子どもの集団で起こる「いじめ」の構造を知っておくことは、いまや大人の責務だろう。
子どもの自殺数が2023年、24年と2年連続で500人超の「異常事態」が続いている。
いじめが絡んでいる。
大人が、早く気づいて、手を打てば救えた命があったはずだ。
子どもは「純粋で無垢」だとは限らない。
家や社会で弱い立場に置かれた子どもは権力に飢える。
強権的支配を受ける子ほど権力欲は強まり、大人の態度からいじめの方法を学ぶといわれる。
では、治外法権のような学校で、いじめはどう高じていくのか。
この罠のような構造を解き明かしたエッセイがある。
精神科医で、自身が戦争中いじめられた経験を持つ中井久夫医師の「いじめの政治学」(中井久夫集6)だ。
中井先生は、いじめのプロセスを「孤立化」「無力化」「透明化」の三段階に分けて解説している。
論旨をざっとまとめてみよう。
いじめっ子は、まず、ささいな身体的な特徴や癖などに目をつけ、標的にした子どもを「孤立化」させる。
「こいつは、こんなにも鈍い、醜い」といった「PR作戦」を展開、誰がマークされたかを周りに知らせる。
すると狙われなかった子たちはホッとし、標的から距離を置く。
PR作戦は標的の子にも影響を及ぼし、自分は魅力のない生きる値打ちのない独りぼっちの存在だと思わせる。
そして、加害者は、被害者に「反撃は一切無効だ」と懲罰的で過剰な暴力を振るい、誰も味方にはならないことをくり返し味わわせ、「無力化」していくのだ。
「大人に告げることは卑怯」と心理的な枷まではめる。
そうした状態で、被害者は、周りの大人に「いじめに気づいて。覚って」とサインを出すが、大人は気がつかない。
やがて第二次大戦中、ドイツ人には強制収容所があっても「見えなかった」ように、被害者の存在は透明化されていく。
加害者との一対一の関係に縛られた被害者は、一見、加害者と仲良さそうに遊んだりもする。

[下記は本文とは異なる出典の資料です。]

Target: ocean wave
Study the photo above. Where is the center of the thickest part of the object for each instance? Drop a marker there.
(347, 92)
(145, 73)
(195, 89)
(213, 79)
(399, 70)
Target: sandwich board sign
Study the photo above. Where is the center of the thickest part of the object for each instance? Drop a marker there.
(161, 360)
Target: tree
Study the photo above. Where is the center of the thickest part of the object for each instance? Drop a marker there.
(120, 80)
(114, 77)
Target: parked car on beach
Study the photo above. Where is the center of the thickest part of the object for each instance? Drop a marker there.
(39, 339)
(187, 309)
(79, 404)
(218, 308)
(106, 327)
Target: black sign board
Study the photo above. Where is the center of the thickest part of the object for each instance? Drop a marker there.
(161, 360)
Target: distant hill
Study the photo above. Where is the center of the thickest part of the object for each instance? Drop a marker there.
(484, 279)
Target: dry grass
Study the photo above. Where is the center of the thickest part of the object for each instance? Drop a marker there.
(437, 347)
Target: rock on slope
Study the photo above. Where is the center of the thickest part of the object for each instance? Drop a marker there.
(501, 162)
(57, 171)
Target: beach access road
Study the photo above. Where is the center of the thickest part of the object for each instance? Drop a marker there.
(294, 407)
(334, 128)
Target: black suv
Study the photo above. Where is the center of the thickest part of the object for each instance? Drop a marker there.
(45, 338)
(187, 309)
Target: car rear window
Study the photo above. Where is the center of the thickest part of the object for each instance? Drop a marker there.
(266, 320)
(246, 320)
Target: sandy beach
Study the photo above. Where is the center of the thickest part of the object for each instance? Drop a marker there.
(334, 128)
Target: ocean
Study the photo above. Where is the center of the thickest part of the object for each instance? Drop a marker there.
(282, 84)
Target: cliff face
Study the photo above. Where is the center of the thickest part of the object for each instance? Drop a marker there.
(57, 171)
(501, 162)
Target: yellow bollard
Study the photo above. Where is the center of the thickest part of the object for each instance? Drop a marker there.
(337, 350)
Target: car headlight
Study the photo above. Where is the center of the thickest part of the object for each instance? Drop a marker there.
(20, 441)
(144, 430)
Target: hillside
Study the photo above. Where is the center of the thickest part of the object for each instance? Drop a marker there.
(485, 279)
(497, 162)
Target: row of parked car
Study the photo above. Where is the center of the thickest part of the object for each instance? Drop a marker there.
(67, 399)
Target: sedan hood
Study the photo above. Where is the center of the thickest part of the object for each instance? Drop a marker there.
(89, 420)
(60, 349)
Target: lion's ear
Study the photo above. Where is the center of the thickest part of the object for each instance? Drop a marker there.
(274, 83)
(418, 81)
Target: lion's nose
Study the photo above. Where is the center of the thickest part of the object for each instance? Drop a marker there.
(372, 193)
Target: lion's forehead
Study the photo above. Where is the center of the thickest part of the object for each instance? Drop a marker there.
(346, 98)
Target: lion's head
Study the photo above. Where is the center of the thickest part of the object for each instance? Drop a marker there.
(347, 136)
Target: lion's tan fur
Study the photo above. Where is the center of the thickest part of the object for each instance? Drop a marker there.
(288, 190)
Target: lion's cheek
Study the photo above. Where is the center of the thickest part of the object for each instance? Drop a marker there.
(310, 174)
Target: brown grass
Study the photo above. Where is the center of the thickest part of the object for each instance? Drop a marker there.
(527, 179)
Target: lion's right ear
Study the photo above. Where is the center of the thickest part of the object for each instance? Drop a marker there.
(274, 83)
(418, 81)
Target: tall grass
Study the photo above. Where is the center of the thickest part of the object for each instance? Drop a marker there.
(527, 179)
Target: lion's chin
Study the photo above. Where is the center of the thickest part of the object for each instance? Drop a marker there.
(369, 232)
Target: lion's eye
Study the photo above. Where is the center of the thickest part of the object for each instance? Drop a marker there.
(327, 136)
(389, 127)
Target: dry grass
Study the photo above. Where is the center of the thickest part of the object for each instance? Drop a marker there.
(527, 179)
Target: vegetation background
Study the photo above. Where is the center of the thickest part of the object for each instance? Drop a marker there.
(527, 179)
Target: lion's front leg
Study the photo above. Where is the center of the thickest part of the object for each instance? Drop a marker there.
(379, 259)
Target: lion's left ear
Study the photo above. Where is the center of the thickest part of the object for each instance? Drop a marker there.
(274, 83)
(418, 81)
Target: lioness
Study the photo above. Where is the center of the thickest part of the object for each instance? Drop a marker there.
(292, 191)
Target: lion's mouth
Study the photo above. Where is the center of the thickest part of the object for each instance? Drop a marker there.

いじめが、ふざけているようにしか見えず、大人たちは「子どもの世界に口出しはよくない」「自分もいじめられて大きくなった」と弁明する。
かくして被害者は、奴隷化され、金銭をたかられて、万引きし、犯罪まで背負わされるのだ。
こうならならないよう、大人はどうすればいいか。中井ドクターは、こう記す。
〈冗談やからかいやふざけやたわむれが、いじめでないかどうかを見分けるもっとも簡単な基準は、そこに相互性があるかどうかである〉〈まず安全の確保であり、孤立感の解消であり、二度と孤立させないという大人の責任ある保障の言葉であり、その実行である〉〈被害者がどんな人間であろうと、大人は、いじめは基本的に悪であり、立派な犯罪であり、道徳的には被害者の立場に立つことを明言する必要がある〉
学校現場に限らずどの職場も、長時間労働のうえ細部にわたる外部評価が伴う厳しい現状だ。
とはいえ、故中井医師の洞察を胸に刻んでほしいと、切に願う。